Why blatant outliers are sometimes not detected by Prism's nonlinear regression.

Prism 5 offers the choice (on the Fit tab of the nonlinear regression tab) to automatically eliminate outliers using the ROUT method. You can also choose (Diagnostics tab of the nonlinear regression tab) to identify and count outliers without eliminating them. 

Surprisingly, in rare cases, Prism can report zero outliers even when an oultier is present. This page explains why.

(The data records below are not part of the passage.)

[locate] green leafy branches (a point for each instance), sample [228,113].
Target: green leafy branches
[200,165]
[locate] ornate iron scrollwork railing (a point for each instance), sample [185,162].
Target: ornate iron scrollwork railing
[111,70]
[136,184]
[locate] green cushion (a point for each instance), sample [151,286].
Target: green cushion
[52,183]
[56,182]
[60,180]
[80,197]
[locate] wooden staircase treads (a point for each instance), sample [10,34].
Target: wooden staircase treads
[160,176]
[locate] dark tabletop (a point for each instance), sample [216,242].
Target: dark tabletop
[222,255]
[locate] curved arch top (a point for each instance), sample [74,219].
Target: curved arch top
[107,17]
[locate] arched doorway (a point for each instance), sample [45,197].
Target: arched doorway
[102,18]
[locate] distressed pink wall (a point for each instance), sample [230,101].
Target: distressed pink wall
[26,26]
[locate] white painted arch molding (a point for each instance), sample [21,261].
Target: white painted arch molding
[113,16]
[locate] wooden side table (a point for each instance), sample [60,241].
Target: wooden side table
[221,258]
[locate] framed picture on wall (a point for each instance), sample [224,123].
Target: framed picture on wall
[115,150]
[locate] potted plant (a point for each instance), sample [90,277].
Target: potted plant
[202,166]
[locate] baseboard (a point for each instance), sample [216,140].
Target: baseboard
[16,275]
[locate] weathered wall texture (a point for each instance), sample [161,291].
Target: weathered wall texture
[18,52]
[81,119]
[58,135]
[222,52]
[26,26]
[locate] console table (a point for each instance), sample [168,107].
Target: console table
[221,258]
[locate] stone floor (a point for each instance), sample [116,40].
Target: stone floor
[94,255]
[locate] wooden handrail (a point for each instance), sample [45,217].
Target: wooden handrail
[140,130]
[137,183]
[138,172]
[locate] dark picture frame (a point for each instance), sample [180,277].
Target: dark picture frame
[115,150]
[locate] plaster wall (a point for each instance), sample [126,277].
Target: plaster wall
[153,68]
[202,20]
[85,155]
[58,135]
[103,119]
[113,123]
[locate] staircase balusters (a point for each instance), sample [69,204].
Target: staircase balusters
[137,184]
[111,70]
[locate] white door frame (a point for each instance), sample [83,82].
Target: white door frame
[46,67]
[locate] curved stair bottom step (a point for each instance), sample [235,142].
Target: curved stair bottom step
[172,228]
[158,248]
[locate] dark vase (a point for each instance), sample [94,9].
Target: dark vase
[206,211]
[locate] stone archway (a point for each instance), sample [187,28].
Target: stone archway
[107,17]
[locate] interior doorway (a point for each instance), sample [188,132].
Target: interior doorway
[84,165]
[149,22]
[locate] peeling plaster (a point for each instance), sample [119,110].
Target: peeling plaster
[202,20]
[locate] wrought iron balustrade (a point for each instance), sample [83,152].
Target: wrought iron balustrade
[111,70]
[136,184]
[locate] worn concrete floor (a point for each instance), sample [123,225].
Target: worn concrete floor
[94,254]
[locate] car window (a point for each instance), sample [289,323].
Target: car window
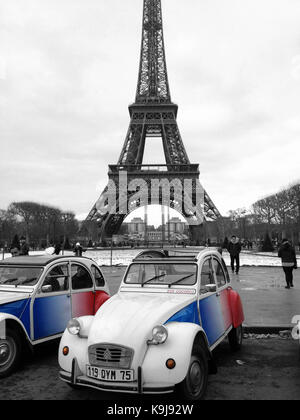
[171,274]
[221,279]
[57,278]
[99,279]
[20,276]
[225,271]
[207,276]
[81,278]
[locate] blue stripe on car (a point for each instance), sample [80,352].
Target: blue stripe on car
[187,314]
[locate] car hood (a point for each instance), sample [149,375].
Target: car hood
[127,319]
[13,303]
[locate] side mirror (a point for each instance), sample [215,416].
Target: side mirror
[47,289]
[211,288]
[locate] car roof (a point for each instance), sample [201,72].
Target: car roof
[185,255]
[38,260]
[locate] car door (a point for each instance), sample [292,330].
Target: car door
[82,291]
[101,289]
[51,307]
[223,292]
[209,303]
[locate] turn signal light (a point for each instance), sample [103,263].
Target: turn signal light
[170,363]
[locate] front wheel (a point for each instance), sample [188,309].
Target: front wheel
[194,386]
[235,338]
[10,353]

If you ask Prism to identify or eliminate outliers, here are the steps it uses:

1. Generate the curve defined by the initial parameter values defined in the Initial Values tab.
2. Use least-squares regression to fit the curve as well as possible.
3. Use the results of least-squares regression as initial values for robust nonlinear regression to adjust the values of those parameters to improve the fit of the curve to most of the data points, while giving outliers little weight. 
4. Identify any outliers from that curve defined with robust nonlinear regression.
5. Eliminate those outliers, if that was specified. 
6. Use the best-fit values of the parameters from the robust fit as the starting place for a standard least-squares fit.
7. Fit the curve using standard Marquardt nonlinear regression.

What happens if step #3 does not converge? If robust regression cannot find a best-fit curve, then outlier detection can not proceed. A definition of an outlier is a point that is 'too far' from the robust curve. If robust regression doesn't work, Prism reports zero outliers and fits the curve using standard least-squares regression.

Prism 5.03 and 5.0c add a floating note explaining the problem. Before that, Prism simply reported zero outliers, with no indication that it gave up trying to identify outliers.

This problem should only happen in two situations:

• The initial values defined in the Initial Values tab define a curve that is far from the data. You can view the curve defined by the initial values by checking an option at the top of the Diagnostics tab. Robust regression can be more sensitive to bad initial values than least-squares regression.
• The data don't really define the entire curve. If the data have a lot of scatter, or don't cover a wide enough range of X values, the best-fit curve can be  ambiguous. Robust regression can get more confused by ambiguous fits than least-squares.